Opinion
May 17, 1999
Appeal from the Supreme Court, Queens County (Kitzes, J.).
Ordered that the order dated December 15, 1997, is reversed insofar as appealed from, on the law, with costs, the plaintiff's motion for summary judgment is granted, and the order dated January 13, 1994, is vacated.
The plaintiff Winfield Capital Corp. (hereinafter Winfield Corp.) commenced this action to foreclose a mortgage, dated July 28, 1988, on four parcels of real property owned by the defendants Louis and Valerie Vaughan and their corporation. Despite the fact that the mortgage was not paid in full, two satisfactions of mortgage were recorded in Queens County in 1989. Each satisfaction was signed by "Albert Winfield" as president of Winfield Corp., located at 1100 48th Street in Brooklyn, and bore a notary's certificate of acknowledgment. Winfield Corp. asserts that no person named "Albert Winfield" was ever an officer, director, shareholder, employee, or agent of the corporation and that the corporation never authorized the satisfactions. Nevertheless, some of the defendants in this action relied on the recorded satisfactions when they subsequently made loans to the Vaughans, which were secured by mortgages on the same properties.
A certificate of acknowledgment attached to an instrument raises a presumption of due execution which may be rebutted only after being weighed against evidence which shows that the subject instrument was not duly executed ( see, Albin v. First Nationwide Network Mtge. Co., 248 A.D.2d 417; Son Fong Lum v. Antonelli, 102 A.D.2d 258, affd 64 N.Y.2d 1158). "[A] certificate of acknowledgment should not be overthrown upon evidence of a doubtful character, such as the unsupported testimony of interested witnesses, nor upon a bare preponderance of evidence, but only on proof so clear and convincing as to amount to a moral certainty" ( Albany County Sav. Bank v. McCarty; 149 N.Y. 71, 80; see, Son Fong Lum v. Antonelli, supra).
In support of its renewed motion for summary judgment, Winfield Corp. submitted an affidavit from Stanley Pechman, the founder and president of the company, who stated that no person named "Albert Winfield" was ever associated with the corporation and that the corporation never had an office in Brooklyn, as indicated on the satisfactions. Also submitted was the certificate of incorporation for Winfield Corp., the minutes of annual shareholders' meetings from 1986 through 1990, corporate financial reports, and the corporation's lease for office space at 237 Mamaroneck Avenue in White Plains from 1982 through 1992, all of which confirmed Pechman's statements. To further demonstrate that the office address on the satisfactions was fictitious, Winfield Corp.'s attorney sent mail to 1100 48th Street in Brooklyn which was returned by the post office marked "no such number". In addition, there was proof that the Vaughans and their corporation continued to make mortgage and/or interest payments for approximately three years after the satisfactions were filed. They also entered into an agreement dated March 6, 1992, modifying the terms of payment of the mortgage note. Further, a prospectus filed with the securities and exchange commission when Winfield Corp. offered its stock for sale to the public in 1995 listed the mortgage as an open loan. Winfield Corp. also pointed out numerous errors in the satisfactions which further supported its claim that the satisfactions were fraudulent. The first satisfaction misstated the date of the mortgage and the address of one of the four mortgaged properties. It also failed to list the Vaughans' corporation as one of the three mortgagors. The second satisfaction listed only one of the four mortgaged properties.
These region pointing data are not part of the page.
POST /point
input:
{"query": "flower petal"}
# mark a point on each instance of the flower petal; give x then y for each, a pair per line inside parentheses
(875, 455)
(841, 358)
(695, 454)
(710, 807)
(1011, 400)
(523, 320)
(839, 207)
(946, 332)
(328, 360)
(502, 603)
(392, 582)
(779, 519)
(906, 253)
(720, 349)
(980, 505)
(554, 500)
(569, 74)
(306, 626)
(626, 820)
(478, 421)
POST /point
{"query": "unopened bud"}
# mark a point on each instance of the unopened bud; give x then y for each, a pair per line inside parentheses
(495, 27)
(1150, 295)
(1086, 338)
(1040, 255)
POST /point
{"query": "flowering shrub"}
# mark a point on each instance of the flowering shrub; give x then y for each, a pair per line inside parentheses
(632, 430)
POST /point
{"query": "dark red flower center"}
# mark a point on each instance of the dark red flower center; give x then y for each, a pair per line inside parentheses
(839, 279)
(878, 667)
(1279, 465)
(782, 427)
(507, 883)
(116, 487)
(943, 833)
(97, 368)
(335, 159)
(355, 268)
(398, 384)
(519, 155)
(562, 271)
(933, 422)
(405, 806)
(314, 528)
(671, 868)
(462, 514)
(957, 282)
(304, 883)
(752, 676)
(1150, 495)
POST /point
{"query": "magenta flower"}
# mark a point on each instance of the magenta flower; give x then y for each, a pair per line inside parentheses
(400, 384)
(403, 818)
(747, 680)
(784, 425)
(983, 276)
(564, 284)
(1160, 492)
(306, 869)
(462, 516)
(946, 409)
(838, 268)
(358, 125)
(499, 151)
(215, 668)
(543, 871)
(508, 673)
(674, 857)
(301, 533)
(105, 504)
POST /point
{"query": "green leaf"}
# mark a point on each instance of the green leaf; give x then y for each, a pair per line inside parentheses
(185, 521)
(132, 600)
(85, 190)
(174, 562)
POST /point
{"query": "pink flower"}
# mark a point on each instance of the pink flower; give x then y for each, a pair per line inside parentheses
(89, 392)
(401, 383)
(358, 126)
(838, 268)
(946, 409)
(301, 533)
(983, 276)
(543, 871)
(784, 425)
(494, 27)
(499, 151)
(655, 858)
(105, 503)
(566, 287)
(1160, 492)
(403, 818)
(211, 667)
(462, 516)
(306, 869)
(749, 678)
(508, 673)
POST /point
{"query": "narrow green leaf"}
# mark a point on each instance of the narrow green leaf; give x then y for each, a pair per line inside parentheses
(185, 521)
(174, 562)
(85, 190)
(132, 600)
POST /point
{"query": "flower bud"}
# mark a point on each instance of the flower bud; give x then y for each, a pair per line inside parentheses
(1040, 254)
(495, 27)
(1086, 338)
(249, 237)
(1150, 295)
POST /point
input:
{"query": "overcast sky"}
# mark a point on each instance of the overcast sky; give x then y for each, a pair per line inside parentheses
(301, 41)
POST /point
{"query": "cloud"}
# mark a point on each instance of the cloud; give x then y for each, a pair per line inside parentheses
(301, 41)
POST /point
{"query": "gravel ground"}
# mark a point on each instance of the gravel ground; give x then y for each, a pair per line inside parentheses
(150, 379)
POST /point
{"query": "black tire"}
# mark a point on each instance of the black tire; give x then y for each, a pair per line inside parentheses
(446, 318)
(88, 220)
In opposition to the motion, two of the defendants who had made subsequent loans to the Vaughans essentially relied on the presumption which attached to the satisfactions by virtue of the certificate of acknowledgment. They submitted no proof refuting the evidence submitted by Winfield Corp. that the filing of the satisfactions was unauthorized and fraudulent. Their only explanation as to why the mortgagors continued to make payments after the satisfactions were filed was an unsubstantiated and speculative suggestion that the payments may have been applied to other debts. They offered no explanation as to why the filing of a second satisfaction would have been necessary. The Vaughan defendants did not oppose the motion as a judgment had already been granted against them upon their default in appearing.
Winfield Corp. submitted clear and convincing evidence sufficient to rebut the presumption of due execution. The proof clearly demonstrated that the satisfactions were fraudulent. The defendants failed to come forward with any evidence to raise a triable issue of fact. Consequently, the Supreme Court erred in denying Winfield Corp.'s motion.
S. Miller, J. P., Sullivan, Joy and Altman, JJ., concur.